When I finally got Leigh on the phone after my visits to Ocean and asked about the new place, she was recalcitrant. She was coy. She flat-out told me that her father wasn't going to talk and wasn't going to allow her to talk, because it was his baby and he wanted to protect it as long as possible.
Finally, after several calls and more behind-the-scenes negotiating than went on during the Nuremberg Trials, I got some scoop. The restaurant will be known as Oscar's Steaks and Cigars, and while the Diamond isn't your run-of-the-mill, blue-collar, doing-it-for-the-rent-money-and-trying-to-hide-the-track-marks titty bar (in fact, it's a member of the Denver Metro Convention & Visitors Bureauwebsite and listed as a place where you can get a good steak and a bottle of champagne and meet with politicians and businessmen without getting skank all over you), Sullivan and company are doing everything they can to set the place apart from the Diamond while legally still falling under the club's existing liquor and cabaret licenses as a concessionaire.
"It's a legitimate restaurant," Leigh insisted, in a way that I thought was perhaps protesting too much.
"Are you calling it a restaurant?" I asked.
"Are there going to be servers on the floor?"
"Am I going to be able to get dinner there and, at the end, be presented with a bill?"
"Well then, yeah, it's a legitimate restaurant. Why wouldn't it be?"
Leigh explained that they've been worried people would just think it was a strip club, with nekkid ladies serving steaks as well as lap dances. But that's not the case.
"It's a fight-themed steakhouse," she said, "with a separate entrance from the Diamond. But you know Jim. This one is his baby. He's picking out his own chairs, choosing his own plates. He designed his own logo. And you know what the funny thing is? Every time we ask him about it, he says, 'Oh, I don't want to talk about that right now.' I don't even know if Troy is going to be the chef there."
When I heard that, I knew it was time to call Jim Sullivan again.
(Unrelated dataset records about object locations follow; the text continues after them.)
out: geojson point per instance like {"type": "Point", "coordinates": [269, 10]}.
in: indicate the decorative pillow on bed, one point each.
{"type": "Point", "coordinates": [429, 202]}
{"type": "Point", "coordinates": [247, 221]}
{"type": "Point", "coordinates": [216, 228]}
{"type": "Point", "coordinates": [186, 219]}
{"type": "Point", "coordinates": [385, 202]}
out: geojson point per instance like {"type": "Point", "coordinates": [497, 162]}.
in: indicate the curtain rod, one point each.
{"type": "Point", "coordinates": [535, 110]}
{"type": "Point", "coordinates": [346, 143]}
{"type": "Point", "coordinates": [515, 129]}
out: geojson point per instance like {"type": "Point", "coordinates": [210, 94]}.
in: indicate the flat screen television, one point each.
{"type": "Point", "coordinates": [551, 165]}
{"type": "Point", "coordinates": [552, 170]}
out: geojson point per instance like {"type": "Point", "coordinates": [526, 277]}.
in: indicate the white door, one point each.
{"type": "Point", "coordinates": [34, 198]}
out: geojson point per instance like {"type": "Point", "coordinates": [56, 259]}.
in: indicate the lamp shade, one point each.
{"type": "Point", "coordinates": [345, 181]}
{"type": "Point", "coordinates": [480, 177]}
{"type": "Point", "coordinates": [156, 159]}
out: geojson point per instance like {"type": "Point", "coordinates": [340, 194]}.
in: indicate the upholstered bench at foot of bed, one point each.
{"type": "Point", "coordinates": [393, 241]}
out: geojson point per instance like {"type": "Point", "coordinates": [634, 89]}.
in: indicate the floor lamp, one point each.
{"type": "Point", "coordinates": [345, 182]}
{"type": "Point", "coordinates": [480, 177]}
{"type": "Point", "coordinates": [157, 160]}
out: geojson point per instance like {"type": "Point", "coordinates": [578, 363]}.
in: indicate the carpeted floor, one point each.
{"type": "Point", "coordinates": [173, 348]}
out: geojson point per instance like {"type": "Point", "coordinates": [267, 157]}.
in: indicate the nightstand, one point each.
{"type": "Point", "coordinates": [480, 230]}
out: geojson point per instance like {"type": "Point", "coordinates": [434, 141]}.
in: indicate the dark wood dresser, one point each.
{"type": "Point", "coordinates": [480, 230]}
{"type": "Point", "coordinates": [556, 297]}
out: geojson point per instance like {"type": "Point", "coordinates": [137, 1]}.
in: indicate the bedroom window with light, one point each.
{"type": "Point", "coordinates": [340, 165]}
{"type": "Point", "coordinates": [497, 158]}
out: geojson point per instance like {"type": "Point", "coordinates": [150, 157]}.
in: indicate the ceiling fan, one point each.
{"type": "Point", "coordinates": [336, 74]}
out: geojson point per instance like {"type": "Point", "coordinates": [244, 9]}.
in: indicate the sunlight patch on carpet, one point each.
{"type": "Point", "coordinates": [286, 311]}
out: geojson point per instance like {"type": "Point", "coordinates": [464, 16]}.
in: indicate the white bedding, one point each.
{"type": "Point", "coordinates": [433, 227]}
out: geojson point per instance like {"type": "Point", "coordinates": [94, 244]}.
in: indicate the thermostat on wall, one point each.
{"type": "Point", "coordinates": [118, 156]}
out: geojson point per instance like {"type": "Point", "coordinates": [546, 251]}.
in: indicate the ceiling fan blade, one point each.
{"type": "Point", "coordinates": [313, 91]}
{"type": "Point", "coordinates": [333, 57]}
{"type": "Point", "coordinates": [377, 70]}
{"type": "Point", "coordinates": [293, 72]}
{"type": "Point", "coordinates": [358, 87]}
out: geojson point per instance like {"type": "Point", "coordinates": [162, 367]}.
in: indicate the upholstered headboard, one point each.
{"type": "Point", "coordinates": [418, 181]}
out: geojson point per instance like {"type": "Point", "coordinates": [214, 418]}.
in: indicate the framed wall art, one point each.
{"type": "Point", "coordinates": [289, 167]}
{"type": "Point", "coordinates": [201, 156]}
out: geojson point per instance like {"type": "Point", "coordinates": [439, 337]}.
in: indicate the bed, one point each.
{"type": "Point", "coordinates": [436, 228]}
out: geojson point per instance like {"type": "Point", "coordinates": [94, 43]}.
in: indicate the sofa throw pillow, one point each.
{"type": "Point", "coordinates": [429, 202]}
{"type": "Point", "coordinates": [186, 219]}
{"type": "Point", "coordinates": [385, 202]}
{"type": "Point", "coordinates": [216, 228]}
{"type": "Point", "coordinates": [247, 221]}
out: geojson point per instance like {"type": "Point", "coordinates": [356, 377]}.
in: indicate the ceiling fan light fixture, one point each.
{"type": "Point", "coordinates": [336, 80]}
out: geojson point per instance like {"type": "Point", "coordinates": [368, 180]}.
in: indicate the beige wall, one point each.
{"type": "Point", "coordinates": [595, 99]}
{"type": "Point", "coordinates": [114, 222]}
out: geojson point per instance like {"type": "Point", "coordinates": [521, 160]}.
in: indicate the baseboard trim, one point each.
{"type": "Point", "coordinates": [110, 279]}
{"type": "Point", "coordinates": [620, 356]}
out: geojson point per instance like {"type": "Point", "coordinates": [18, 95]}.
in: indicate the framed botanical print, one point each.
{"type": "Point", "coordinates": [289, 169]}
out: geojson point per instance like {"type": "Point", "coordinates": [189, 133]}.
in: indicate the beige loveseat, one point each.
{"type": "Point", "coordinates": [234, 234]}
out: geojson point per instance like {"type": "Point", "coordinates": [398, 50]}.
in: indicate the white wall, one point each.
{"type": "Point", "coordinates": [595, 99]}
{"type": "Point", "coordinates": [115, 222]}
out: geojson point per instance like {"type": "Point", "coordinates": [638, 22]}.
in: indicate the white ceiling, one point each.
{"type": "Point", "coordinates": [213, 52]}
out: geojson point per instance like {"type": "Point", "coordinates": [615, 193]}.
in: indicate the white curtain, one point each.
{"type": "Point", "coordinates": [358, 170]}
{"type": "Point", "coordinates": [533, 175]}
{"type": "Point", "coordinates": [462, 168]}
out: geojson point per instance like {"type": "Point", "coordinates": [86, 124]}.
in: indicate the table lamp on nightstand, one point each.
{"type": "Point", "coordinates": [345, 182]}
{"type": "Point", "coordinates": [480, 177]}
"Look, Jason," he said when I got him on the blower, "we've operated the steakhouse since the end of January, but I really don't want to talk about this too much." And a half hour later, he actually did stop talking. But in the meantime, I found out that yes, Guard will be on as the executive chef (as he is at all of the Sullivan restaurants); that he will be doing a steakhouse menu with a few seafood items; that there will indeed be a separate entrance with a separate valet; that the glass wall between the steakhouse and the strip club will be sealed off and the big glass cage in the restaurant removed; that there will be wine lockers and humidors for the customers; and that you'll be able to smoke wherever you damn well please.